I am looking to iterate through each SEC filing on yahoo finance for a stock, and download the pdf for each one. Sometimes it does not give you the option to download the particular filing, so I also need to add in some logic to handle the case where I am not presented with an option to download the file.
I'm the thinking the algorithm would be something like
-open site -go to stock's page -go to sec filings page -click on first sec filing, if download option is there, download, then go back to the sec filing page. If download option isn't there, just go back to sec filing page. -click on second sec filing, if download option is there, download, then go back to the sec filing page.

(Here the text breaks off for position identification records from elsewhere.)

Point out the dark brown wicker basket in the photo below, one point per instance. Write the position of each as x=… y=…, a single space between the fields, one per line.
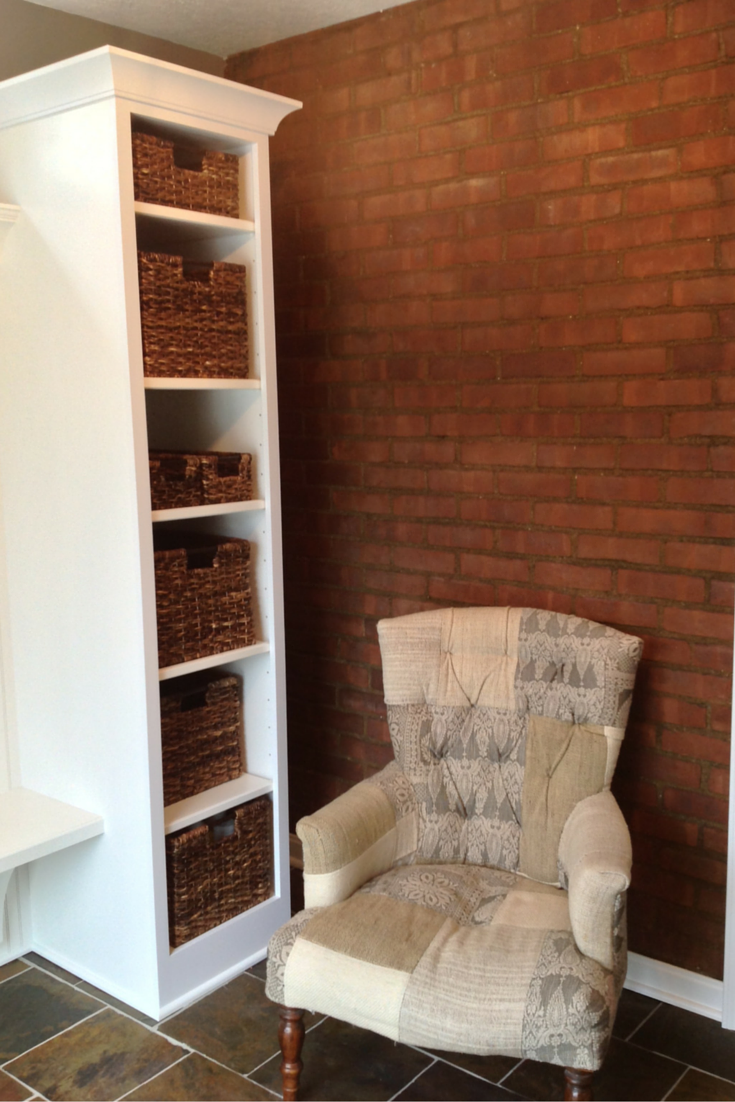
x=201 y=733
x=194 y=317
x=180 y=479
x=218 y=870
x=202 y=595
x=176 y=175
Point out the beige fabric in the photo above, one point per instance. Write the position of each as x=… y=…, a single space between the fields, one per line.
x=614 y=736
x=456 y=657
x=322 y=889
x=345 y=828
x=564 y=763
x=468 y=992
x=534 y=910
x=376 y=929
x=596 y=855
x=368 y=995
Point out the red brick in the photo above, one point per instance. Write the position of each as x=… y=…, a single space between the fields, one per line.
x=492 y=566
x=624 y=296
x=593 y=139
x=672 y=126
x=629 y=233
x=549 y=242
x=668 y=392
x=704 y=292
x=680 y=53
x=499 y=155
x=705 y=84
x=573 y=516
x=582 y=74
x=487 y=94
x=534 y=52
x=588 y=207
x=698 y=13
x=709 y=153
x=672 y=258
x=616 y=488
x=669 y=194
x=540 y=305
x=457 y=133
x=618 y=549
x=463 y=193
x=613 y=170
x=557 y=177
x=518 y=120
x=609 y=103
x=665 y=586
x=561 y=13
x=538 y=365
x=579 y=331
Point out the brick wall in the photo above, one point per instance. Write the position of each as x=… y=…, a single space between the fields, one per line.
x=505 y=262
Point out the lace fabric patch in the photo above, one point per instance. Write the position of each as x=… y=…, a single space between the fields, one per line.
x=467 y=894
x=465 y=766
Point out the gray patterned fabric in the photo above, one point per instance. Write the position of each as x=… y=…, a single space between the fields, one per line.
x=504 y=723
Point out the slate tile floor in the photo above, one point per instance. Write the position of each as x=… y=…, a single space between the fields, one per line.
x=63 y=1039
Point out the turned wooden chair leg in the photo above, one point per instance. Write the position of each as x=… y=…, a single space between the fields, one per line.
x=291 y=1037
x=577 y=1084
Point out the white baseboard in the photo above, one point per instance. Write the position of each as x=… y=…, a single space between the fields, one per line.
x=674 y=985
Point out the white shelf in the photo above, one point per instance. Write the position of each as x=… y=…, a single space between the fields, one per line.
x=155 y=382
x=33 y=825
x=9 y=216
x=207 y=510
x=211 y=660
x=192 y=225
x=204 y=805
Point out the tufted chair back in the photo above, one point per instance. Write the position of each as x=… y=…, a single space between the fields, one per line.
x=503 y=720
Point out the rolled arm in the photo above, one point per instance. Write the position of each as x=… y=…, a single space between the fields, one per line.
x=357 y=836
x=595 y=854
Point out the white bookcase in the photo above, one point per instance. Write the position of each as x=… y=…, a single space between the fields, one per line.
x=77 y=417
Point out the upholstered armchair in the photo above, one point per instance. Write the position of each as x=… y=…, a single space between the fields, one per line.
x=471 y=896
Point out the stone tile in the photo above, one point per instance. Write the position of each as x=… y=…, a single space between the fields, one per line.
x=443 y=1081
x=690 y=1038
x=50 y=967
x=633 y=1009
x=235 y=1025
x=695 y=1086
x=12 y=968
x=99 y=1059
x=33 y=1007
x=342 y=1061
x=627 y=1073
x=117 y=1005
x=10 y=1091
x=493 y=1068
x=196 y=1078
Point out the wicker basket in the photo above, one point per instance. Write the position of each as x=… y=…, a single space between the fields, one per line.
x=218 y=868
x=180 y=479
x=175 y=175
x=194 y=317
x=201 y=725
x=202 y=595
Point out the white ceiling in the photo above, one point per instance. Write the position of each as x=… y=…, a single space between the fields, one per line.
x=222 y=26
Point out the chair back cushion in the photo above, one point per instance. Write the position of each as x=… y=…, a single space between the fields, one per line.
x=503 y=720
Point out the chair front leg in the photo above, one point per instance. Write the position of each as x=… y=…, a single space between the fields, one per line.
x=577 y=1084
x=291 y=1038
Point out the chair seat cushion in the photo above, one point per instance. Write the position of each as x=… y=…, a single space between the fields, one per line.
x=453 y=957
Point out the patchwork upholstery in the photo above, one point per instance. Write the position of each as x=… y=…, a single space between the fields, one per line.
x=471 y=896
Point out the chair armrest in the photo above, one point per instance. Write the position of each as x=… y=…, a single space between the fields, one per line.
x=357 y=836
x=595 y=854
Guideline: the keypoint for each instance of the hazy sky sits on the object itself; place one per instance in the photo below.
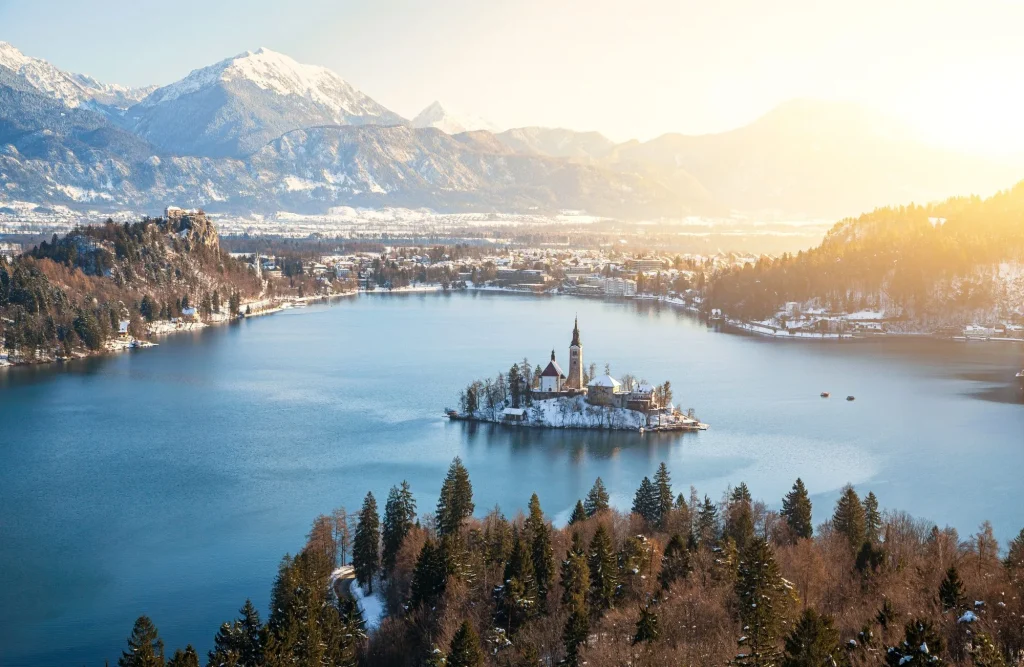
(633, 69)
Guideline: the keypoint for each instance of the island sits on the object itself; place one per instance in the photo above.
(552, 399)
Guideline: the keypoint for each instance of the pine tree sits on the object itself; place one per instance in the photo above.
(739, 516)
(647, 629)
(984, 653)
(663, 483)
(574, 634)
(797, 510)
(872, 518)
(456, 502)
(399, 513)
(645, 502)
(603, 571)
(675, 563)
(429, 575)
(542, 553)
(366, 544)
(465, 648)
(951, 591)
(761, 594)
(186, 658)
(922, 647)
(144, 647)
(579, 513)
(849, 518)
(813, 642)
(707, 528)
(597, 499)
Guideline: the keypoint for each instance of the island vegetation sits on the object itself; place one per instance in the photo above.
(679, 580)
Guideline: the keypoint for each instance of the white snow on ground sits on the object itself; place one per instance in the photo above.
(572, 412)
(372, 606)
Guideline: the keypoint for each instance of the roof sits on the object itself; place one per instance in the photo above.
(553, 370)
(604, 380)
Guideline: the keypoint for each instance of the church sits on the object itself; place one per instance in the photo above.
(601, 390)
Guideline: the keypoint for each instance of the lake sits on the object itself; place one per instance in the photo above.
(171, 481)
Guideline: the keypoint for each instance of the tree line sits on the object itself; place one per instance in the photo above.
(679, 580)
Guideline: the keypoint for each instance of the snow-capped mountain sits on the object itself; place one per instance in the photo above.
(236, 107)
(71, 89)
(450, 121)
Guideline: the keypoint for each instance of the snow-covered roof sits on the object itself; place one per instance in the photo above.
(553, 370)
(604, 380)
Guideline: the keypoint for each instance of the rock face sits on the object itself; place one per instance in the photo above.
(194, 227)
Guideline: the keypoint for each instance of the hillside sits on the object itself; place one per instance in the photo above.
(70, 296)
(953, 262)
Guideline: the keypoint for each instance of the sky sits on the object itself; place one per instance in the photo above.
(631, 70)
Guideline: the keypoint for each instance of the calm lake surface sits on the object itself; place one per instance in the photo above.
(170, 482)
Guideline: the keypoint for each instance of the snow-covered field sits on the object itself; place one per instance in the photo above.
(574, 412)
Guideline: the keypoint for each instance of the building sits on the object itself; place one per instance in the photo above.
(574, 379)
(552, 377)
(603, 390)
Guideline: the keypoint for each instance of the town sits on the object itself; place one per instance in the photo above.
(573, 399)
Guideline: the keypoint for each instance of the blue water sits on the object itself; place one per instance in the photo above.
(171, 481)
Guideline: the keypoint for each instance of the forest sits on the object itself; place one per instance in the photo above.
(679, 580)
(915, 260)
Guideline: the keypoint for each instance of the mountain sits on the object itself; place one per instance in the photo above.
(236, 107)
(450, 121)
(557, 142)
(817, 159)
(73, 90)
(375, 166)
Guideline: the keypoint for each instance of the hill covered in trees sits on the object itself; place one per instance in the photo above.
(73, 295)
(680, 580)
(954, 261)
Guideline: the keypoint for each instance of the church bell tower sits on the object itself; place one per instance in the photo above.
(574, 380)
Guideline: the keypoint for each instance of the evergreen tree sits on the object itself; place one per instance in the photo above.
(951, 591)
(739, 516)
(922, 647)
(597, 499)
(239, 643)
(849, 518)
(517, 598)
(813, 642)
(429, 575)
(603, 571)
(797, 510)
(664, 485)
(144, 647)
(984, 653)
(761, 594)
(456, 502)
(399, 513)
(579, 513)
(647, 629)
(872, 518)
(465, 648)
(574, 634)
(366, 544)
(675, 563)
(645, 502)
(186, 658)
(707, 528)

If download option isn't there, just go back to sec filing page. -click on third sec filing etc...
when it has gone through all sec filings, I will download the temporary downloads to the actual persistent memory of my pc.
Even though I have an idea of how i think it will go, I'm having a difficult time putting it into code as I'm brand new to Playwright.
You don't have to write the code for me, I'd just appreciate some tips on some reference pages on the playwright site that will guide me in the right direction, and maybe some best practices you think I should know about while building this.
Thank you very much.
This thread is trying to answer question "How can I iterate through multiple items with the same parent (each SEC filing) and download the PDF for each one using Playwright?"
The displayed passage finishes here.